How does combat work in the new Ruined King game?

Nicholas James • November 28, 13:21

Riot Forge’s new game Ruined King was released as part of a surprise launch alongside Choice Provision’s music runner game Hextech Mayhem. Ruined King blends a traditional turn-based RPG with a vast and interactive 3D world that players can explore in between bouts of combat.

The combat system is a mix of systems that fans might already be familiar with, but it does have a few unique twists. This article will run you through the basics of the game so you can be better prepared to take on Viego or figure out if Ruined King is the sort of game you want to spend your spare time on.

The basics of Ruined King combat abilities

Ruined King’s combat is very similar to most traditional JRPGs. Characters are positioned on either side of the screen, yours and the enemy’s. Characters act one by one in varying order, selecting moves from a limited list and then letting them unfold. The big twist to Ruined King’s combat comes with the addition of lanes, modifications that players can add to vary the speed of the move.
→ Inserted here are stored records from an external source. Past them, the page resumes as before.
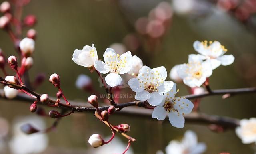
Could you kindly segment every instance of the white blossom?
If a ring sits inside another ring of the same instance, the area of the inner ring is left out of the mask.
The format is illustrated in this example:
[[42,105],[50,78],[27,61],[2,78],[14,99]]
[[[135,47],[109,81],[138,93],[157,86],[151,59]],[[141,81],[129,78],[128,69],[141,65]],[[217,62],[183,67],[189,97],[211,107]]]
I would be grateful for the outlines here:
[[[187,130],[181,142],[172,140],[165,148],[166,154],[201,154],[205,151],[206,146],[204,143],[198,143],[196,133]],[[161,151],[158,154],[163,154]]]
[[94,67],[99,72],[106,74],[106,82],[111,87],[119,85],[122,79],[119,74],[124,74],[130,70],[132,65],[132,57],[130,52],[128,51],[119,55],[111,48],[108,48],[103,54],[105,62],[96,61]]
[[236,128],[236,135],[244,144],[256,142],[256,118],[242,119],[240,126]]
[[152,117],[159,120],[163,120],[168,114],[172,125],[182,128],[185,123],[183,116],[191,112],[194,104],[185,97],[175,97],[176,93],[176,84],[174,83],[172,89],[164,94],[165,98],[161,103],[154,109]]
[[200,87],[205,82],[206,78],[212,75],[212,70],[208,61],[189,61],[188,64],[178,65],[177,72],[184,84],[193,88]]
[[140,70],[137,77],[131,79],[128,85],[136,92],[135,99],[148,100],[152,106],[158,105],[164,98],[164,93],[169,91],[174,85],[170,81],[165,81],[166,70],[163,66],[151,69],[144,66]]
[[4,88],[4,95],[7,98],[12,99],[18,95],[18,91],[14,88],[10,88],[8,86]]
[[85,46],[82,49],[76,49],[73,53],[72,60],[77,65],[85,67],[93,66],[98,60],[97,50],[94,45]]
[[29,57],[35,50],[35,41],[32,39],[25,38],[20,43],[20,48],[24,54]]
[[140,69],[142,66],[143,66],[142,61],[140,58],[134,55],[132,56],[132,66],[128,73],[132,75],[138,75]]
[[228,50],[222,45],[220,42],[214,41],[200,42],[195,41],[193,45],[194,49],[200,54],[191,54],[189,56],[188,61],[208,61],[210,63],[213,70],[220,65],[226,66],[234,62],[235,58],[232,55],[223,55]]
How quickly a move happens depends on its base speed plus any modifications from the lane affecting a character. Casting a lane ability requires mana or overcharge, which is generated by casting instants, the game’s basic spells.
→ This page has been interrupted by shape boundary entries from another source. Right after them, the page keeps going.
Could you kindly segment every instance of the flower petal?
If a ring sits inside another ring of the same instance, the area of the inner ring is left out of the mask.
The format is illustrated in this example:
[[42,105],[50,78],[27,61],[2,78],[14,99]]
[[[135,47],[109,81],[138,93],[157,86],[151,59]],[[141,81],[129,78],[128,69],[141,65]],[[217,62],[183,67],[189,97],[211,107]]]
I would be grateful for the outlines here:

The Power Lane slows down a lane ability and adds more power to the move, making it heal more or deal more damage. The Balance Lane is the default lane and has a good mix of speed and power, while the Speed Lane makes an ability much faster but slightly less effective.

The advantage to modifying the speed of your ability is Ruined King’s unique mechanic of environmental effects on an initiative tracker. Depending on how fast or slow a move is, your character will move forward on a track that indicates the order in which you and your enemies will act. Slowing down and speeding up abilities can let you skip dangerous hazards or land in Wildcard effects in order to ramp up your next turn.

Health, HUDS, and ultimates

Just like in League of Legends, there’s health and mana for each character. Health defintes the amount of damage a character can take before needing to be revived, while mana is the resource used to cast lane abilities.

Overcharge is similar to mana except that it only lasts for that combat and can be built up by using basic abilities, known as instants. Ultimates, characters’ signature abilities, can’t just be cast at a whim. Certain conditions must be met for each champion to use their ultimate ability, and the game will help you track how close you are to unleashing these powerful moves.

There are some other nuances that will affect combat like gear and enchantments, but those tend to be straightforward and Ruined King does a good job of slowly introducing them to the player.

With this knowledge, you’re ready to go out and begin your quest to stop Viego and his Black Mist.